// the find
OpenGVLab/InternGPT
InternGPT (iGPT) is an open source demo platform where you can easily showcase your AI models. Now it supports DragGAN, ChatGPT, ImageBind, multimodal chat like GPT-4, SAM, interactive image editing, etc. Try it at igpt.opengvlab.com (支持DragGAN、ChatGPT、ImageBind、SAM的在线Demo系统)
InternGPT is a Gradio-based demo platform for chaining vision-language models — SAM, DragGAN, ImageBind, HuskyVQA — into a single interactive UI where pointing gestures (clicks, drags) drive the conversation rather than pure text. It's a research demo from OpenGVLab, not a library or framework you'd build on. The intended audience is researchers who want to show off multimodal pipelines without writing a custom UI each time.
The pointing-as-instruction idea is genuinely novel — clicking a region before asking 'what is this?' is more precise than describing it in words, and the paper backs this up with benchmarks. Selectively loading only the models you need (`--load`) is smart given how much GPU memory this stack consumes. HuskyVQA, their fine-tuned VQA model, reportedly reaches 93.89% of GPT-4 quality on their eval set — that's a concrete claim with numbers behind it, not vague capability marketing. Docker support with separate DragGAN and InternGPT-CN variants makes self-hosting somewhat tractable.
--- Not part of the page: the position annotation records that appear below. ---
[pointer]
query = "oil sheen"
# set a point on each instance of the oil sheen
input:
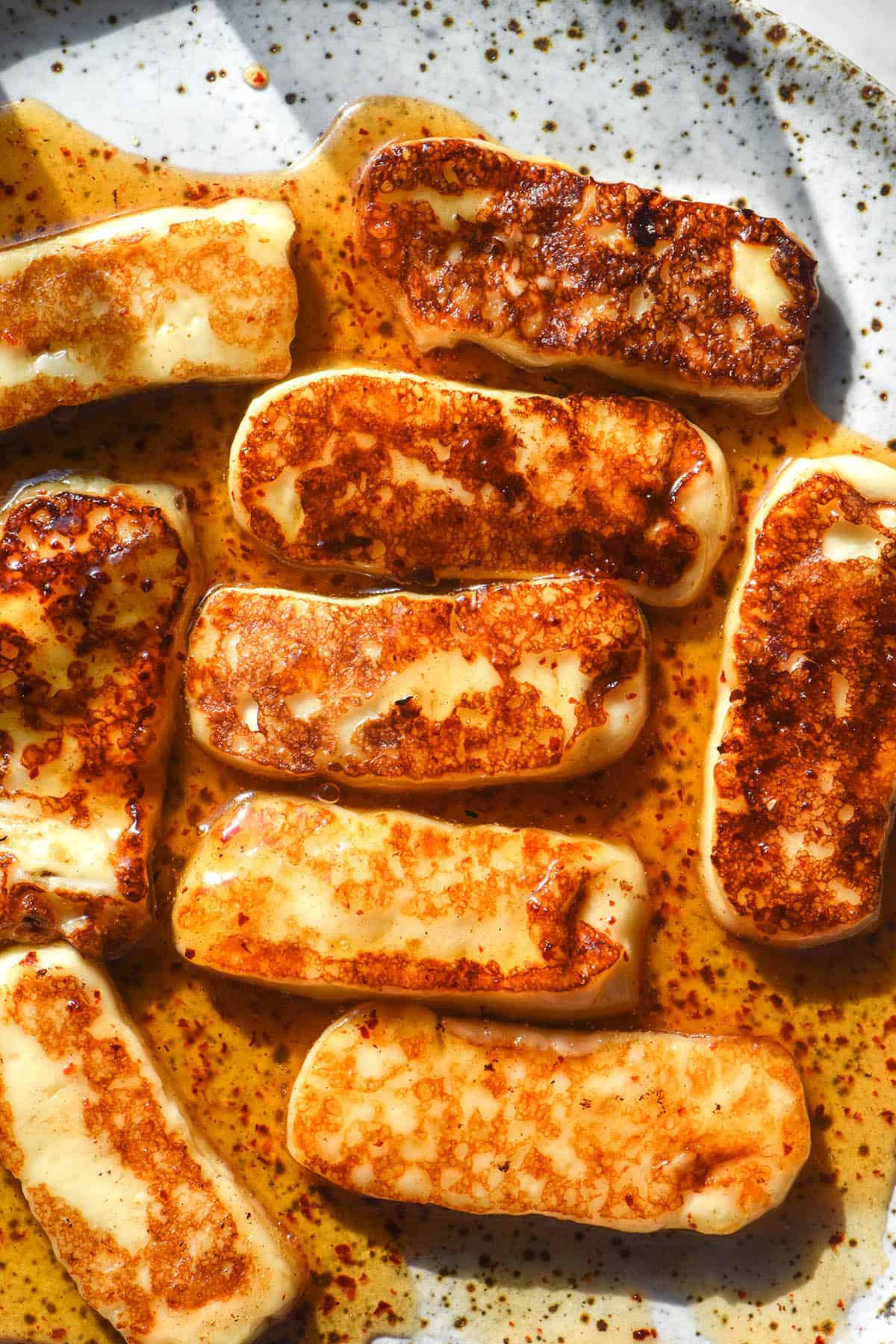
(233, 1051)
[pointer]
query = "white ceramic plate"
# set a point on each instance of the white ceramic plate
(718, 101)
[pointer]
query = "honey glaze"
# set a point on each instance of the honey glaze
(233, 1051)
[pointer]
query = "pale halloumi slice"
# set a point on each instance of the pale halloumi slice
(151, 1225)
(337, 903)
(633, 1130)
(97, 585)
(798, 796)
(546, 267)
(406, 476)
(161, 296)
(507, 682)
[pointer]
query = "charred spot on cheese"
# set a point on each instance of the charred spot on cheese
(97, 585)
(161, 296)
(505, 682)
(802, 757)
(149, 1223)
(331, 902)
(547, 267)
(398, 475)
(632, 1130)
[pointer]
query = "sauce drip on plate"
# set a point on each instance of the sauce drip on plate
(234, 1051)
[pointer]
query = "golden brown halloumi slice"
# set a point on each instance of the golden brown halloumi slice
(151, 1225)
(337, 903)
(406, 476)
(633, 1130)
(798, 796)
(97, 585)
(535, 680)
(161, 296)
(546, 267)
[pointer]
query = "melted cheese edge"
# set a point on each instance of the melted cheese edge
(547, 1135)
(704, 500)
(448, 894)
(181, 329)
(438, 680)
(46, 1100)
(876, 482)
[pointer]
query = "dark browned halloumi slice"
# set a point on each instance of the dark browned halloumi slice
(507, 682)
(633, 1130)
(155, 297)
(97, 585)
(398, 475)
(546, 267)
(801, 766)
(151, 1225)
(337, 903)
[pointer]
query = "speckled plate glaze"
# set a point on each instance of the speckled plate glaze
(716, 100)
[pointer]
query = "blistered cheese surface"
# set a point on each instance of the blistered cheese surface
(418, 477)
(633, 1130)
(544, 265)
(802, 759)
(160, 296)
(509, 680)
(326, 900)
(151, 1226)
(99, 582)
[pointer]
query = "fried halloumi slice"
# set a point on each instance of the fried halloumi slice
(798, 796)
(161, 296)
(546, 267)
(97, 585)
(151, 1225)
(633, 1130)
(398, 475)
(337, 903)
(535, 680)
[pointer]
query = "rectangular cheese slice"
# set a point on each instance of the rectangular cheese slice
(336, 903)
(798, 796)
(546, 267)
(421, 479)
(146, 1218)
(633, 1130)
(507, 682)
(97, 585)
(161, 296)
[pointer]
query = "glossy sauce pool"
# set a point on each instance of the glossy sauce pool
(234, 1051)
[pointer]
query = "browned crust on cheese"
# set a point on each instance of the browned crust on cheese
(628, 460)
(287, 644)
(87, 562)
(570, 952)
(541, 223)
(783, 741)
(548, 1104)
(84, 300)
(122, 1112)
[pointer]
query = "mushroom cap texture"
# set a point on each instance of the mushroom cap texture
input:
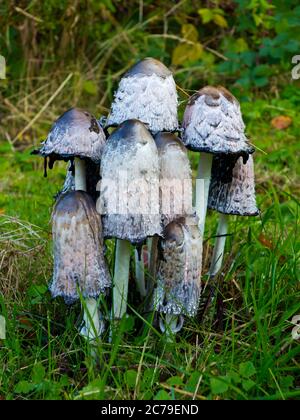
(235, 195)
(76, 133)
(129, 189)
(175, 178)
(79, 262)
(148, 93)
(213, 123)
(179, 268)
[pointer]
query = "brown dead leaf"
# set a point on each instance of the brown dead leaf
(281, 122)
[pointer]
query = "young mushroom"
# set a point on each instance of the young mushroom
(179, 274)
(79, 263)
(147, 92)
(212, 125)
(76, 137)
(129, 198)
(230, 193)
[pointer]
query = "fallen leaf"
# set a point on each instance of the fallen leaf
(281, 122)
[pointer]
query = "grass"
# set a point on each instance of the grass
(251, 356)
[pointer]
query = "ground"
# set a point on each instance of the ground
(252, 355)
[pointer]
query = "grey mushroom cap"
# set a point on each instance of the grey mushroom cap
(147, 92)
(79, 263)
(147, 67)
(175, 178)
(77, 133)
(213, 123)
(179, 269)
(233, 193)
(129, 192)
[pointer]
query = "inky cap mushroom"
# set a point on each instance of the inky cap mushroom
(76, 133)
(147, 92)
(79, 262)
(175, 178)
(213, 123)
(129, 190)
(233, 192)
(179, 270)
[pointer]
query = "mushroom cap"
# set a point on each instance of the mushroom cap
(179, 268)
(76, 133)
(233, 194)
(79, 262)
(175, 178)
(213, 123)
(146, 92)
(129, 191)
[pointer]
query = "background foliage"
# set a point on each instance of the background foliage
(63, 53)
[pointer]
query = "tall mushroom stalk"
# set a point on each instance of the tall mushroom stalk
(213, 125)
(175, 203)
(230, 193)
(77, 136)
(147, 92)
(129, 198)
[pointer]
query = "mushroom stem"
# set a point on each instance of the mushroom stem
(80, 174)
(121, 277)
(93, 327)
(170, 324)
(202, 188)
(140, 272)
(219, 247)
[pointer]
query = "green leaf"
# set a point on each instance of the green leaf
(220, 21)
(130, 378)
(90, 87)
(247, 369)
(189, 32)
(2, 328)
(206, 15)
(24, 387)
(162, 395)
(175, 381)
(38, 373)
(247, 384)
(219, 385)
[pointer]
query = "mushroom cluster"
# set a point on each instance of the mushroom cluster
(136, 186)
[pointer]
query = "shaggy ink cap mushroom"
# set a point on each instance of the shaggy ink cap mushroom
(76, 134)
(175, 178)
(213, 123)
(130, 152)
(148, 93)
(179, 269)
(79, 262)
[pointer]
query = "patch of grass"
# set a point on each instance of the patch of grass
(253, 356)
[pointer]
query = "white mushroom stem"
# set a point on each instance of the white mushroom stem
(90, 303)
(218, 252)
(121, 277)
(140, 272)
(202, 188)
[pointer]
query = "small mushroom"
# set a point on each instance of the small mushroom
(179, 273)
(230, 193)
(79, 263)
(213, 125)
(129, 198)
(147, 92)
(78, 136)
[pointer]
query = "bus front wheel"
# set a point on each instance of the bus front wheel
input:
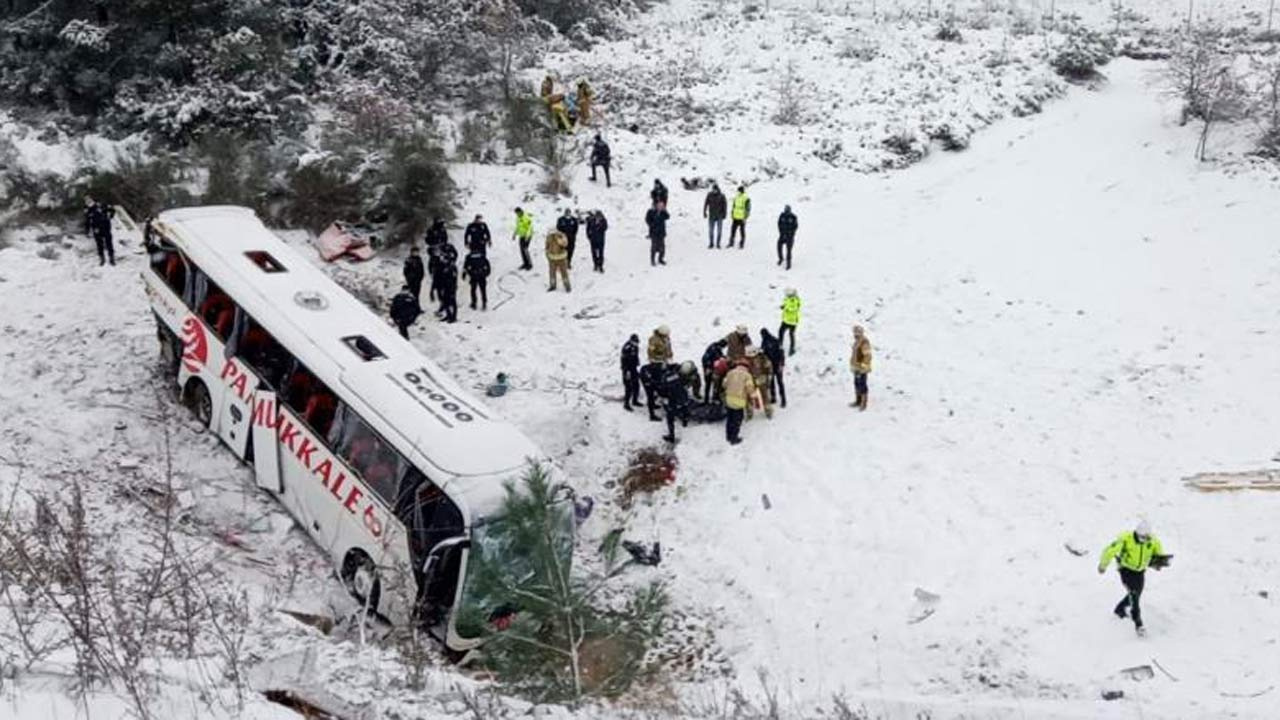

The online demo has been suspended since May 2023 and the last commit was August 2024 — the project is functionally abandoned, with most roadmap items still unchecked. The dependency list is a nightmare: StyleGAN2 requires custom CUDA ops, DragGAN pulls in its own model zoo, ImageBind and SAM each have separate weight downloads, and the full `--load` command strings together 16 model classes on a single GPU. There's no requirements pinning strategy that actually works across this many conflicting projects. The repo is also a demo platform, not a composable SDK — if you want to add your own model, you're subclassing an undocumented base class and hoping the Gradio wiring holds.